What are the 5 levels of credit scores? ›

a good or fair credit score? Credit scores typically range from 300 to 850. Within that range, scores can usually be placed into one of five categories: poor, fair, good, very good and excellent.

What are the basics of credit score? ›

A credit score is a number that depicts a consumer's creditworthiness. FICO scores range from 300 to 850. Factors used to calculate your credit score include repayment history, types of loans, length of credit history, debt utilization, and whether you've applied for new accounts.

What are the 5 ways credit scores are calculated? ›

A FICO credit score is calculated based on five factors: your payment history, amount owed, new credit, length of credit history, and credit mix. Your record of on-time payments and amount of credit you've used are the two top factors.

How to get 5 points on credit score? ›

To raise your credit score by 5 points, you can dispute errors on your credit report, pay your bills on time and lower your credit utilization.
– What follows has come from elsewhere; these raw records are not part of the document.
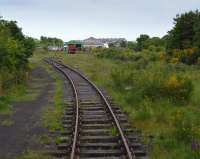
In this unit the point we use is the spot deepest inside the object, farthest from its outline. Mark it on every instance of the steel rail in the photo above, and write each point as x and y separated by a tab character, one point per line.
72	155
125	142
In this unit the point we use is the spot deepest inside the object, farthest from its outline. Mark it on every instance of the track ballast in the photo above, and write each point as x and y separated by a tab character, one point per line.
94	126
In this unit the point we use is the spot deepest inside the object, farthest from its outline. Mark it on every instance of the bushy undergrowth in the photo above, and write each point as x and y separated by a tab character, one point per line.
153	92
157	81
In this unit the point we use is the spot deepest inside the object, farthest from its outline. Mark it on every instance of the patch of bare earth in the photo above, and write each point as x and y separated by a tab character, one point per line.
22	134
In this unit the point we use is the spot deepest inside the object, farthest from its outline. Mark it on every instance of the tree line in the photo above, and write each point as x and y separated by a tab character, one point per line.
46	42
15	49
182	42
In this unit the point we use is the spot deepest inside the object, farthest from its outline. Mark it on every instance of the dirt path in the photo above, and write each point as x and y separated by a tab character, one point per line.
22	134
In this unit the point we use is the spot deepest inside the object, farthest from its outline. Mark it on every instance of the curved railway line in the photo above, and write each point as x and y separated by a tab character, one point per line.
94	126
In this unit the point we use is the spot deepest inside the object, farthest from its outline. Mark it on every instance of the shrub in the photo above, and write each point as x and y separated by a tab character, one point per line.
155	82
178	88
185	130
187	56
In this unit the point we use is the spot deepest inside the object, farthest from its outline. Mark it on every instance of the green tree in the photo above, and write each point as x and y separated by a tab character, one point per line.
185	33
141	42
123	44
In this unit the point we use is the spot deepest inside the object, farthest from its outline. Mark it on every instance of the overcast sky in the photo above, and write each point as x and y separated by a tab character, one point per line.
80	19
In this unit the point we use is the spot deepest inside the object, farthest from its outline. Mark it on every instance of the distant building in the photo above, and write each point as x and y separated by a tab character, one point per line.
102	43
55	48
74	46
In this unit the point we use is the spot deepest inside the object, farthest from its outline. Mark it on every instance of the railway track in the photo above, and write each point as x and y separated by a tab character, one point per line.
94	126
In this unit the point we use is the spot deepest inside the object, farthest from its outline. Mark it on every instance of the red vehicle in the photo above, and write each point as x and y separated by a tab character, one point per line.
73	47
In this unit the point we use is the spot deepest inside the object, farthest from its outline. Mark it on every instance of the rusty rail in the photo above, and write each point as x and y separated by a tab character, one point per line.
116	122
73	151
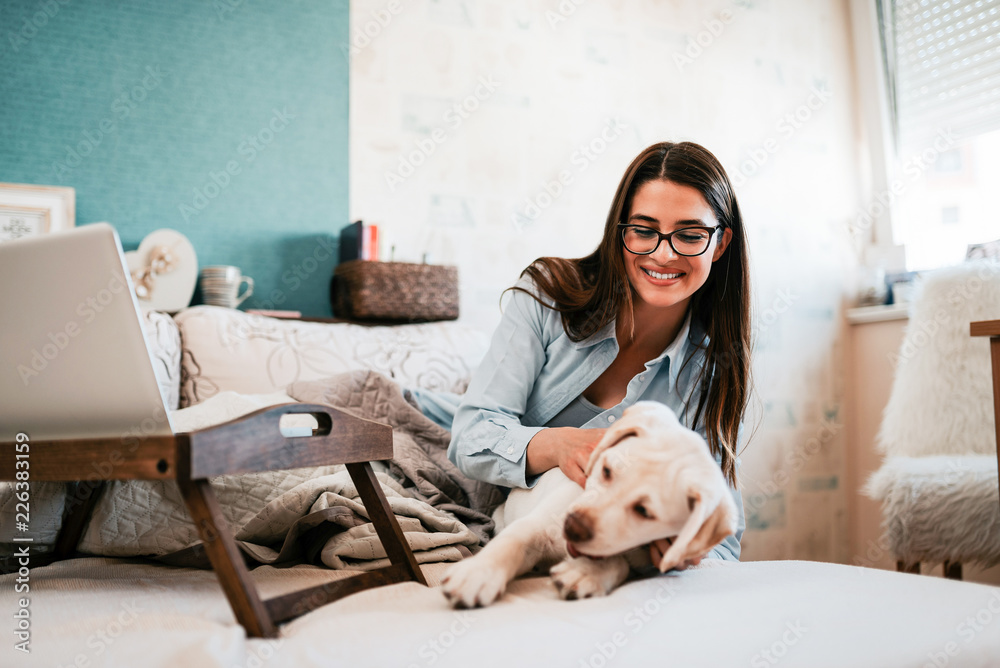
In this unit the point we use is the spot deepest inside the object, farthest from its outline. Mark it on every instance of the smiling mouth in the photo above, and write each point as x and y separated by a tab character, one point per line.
662	277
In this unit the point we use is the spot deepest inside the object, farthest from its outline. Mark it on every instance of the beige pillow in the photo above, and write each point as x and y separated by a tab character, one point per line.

Credit scores rise and fall based on the contents of your credit report, so adding positive information to your report will offset negative entries and increase your score.

What are the 5 P's of credit? ›

Different models such as the 5C's of credit (Character, Capacity, Capital, Collateral and Conditions); the 5P's (Person, Payment, Principal, Purpose and Protection), the LAPP (Liquidity, Activity, Profitability and Potential), the CAMPARI (Character, Ability, Margin, Purpose, Amount, Repayment and Insurance) model and ...

What are the 5 pillars of credit? ›

Lenders also use these five Cs—character, capacity, capital, collateral, and conditions—to set your loan rates and loan terms.

What are the 5 Cs? ›

Called the five Cs of credit, they include capacity, capital, conditions, character, and collateral. There is no regulatory standard that requires the use of the five Cs of credit, but the majority of lenders review most of this information prior to allowing a borrower to take on debt.

What are the 5 areas where credit is important? ›

The five Cs of credit are character, capacity, capital, collateral, and conditions. The five Cs of credit are a crucial framework used by lenders to assess the creditworthiness of potential borrowers.

Which answer lists the 5 C's that determine credit worthiness? ›

The five C's, or characteristics, of credit — character, capacity, capital, conditions and collateral — are a framework used by many lenders to evaluate potential small-business borrowers.

What are 5 examples of info not in a credit report? ›

Your credit report does not include your marital status, medical information, buying habits or transactional data, income, bank account balances, criminal records or level of education. It also doesn't include your credit score.

What are the 5 elements that creditors use to determine your credit rating? ›

There are five main factors that impact your credit score: 1) payment history, 2) credit utilization, 3) length of credit history, 4) new credit applications, and 5) the amount and variety of lenders.

What are the major factors to consider for credit scoring? ›

Payment history and your credit utilization ratio are the two top factors that affect your credit score. Payment history shows your ability to make payments consistently and on time. This factor is so heavily considered because lenders will want to know how reliable you are when it comes to paying back your debt.

What are the 4 C's of credit score? ›

Character, capital, capacity, and collateral – purpose isn't tied entirely to any one of the four Cs of credit worthiness.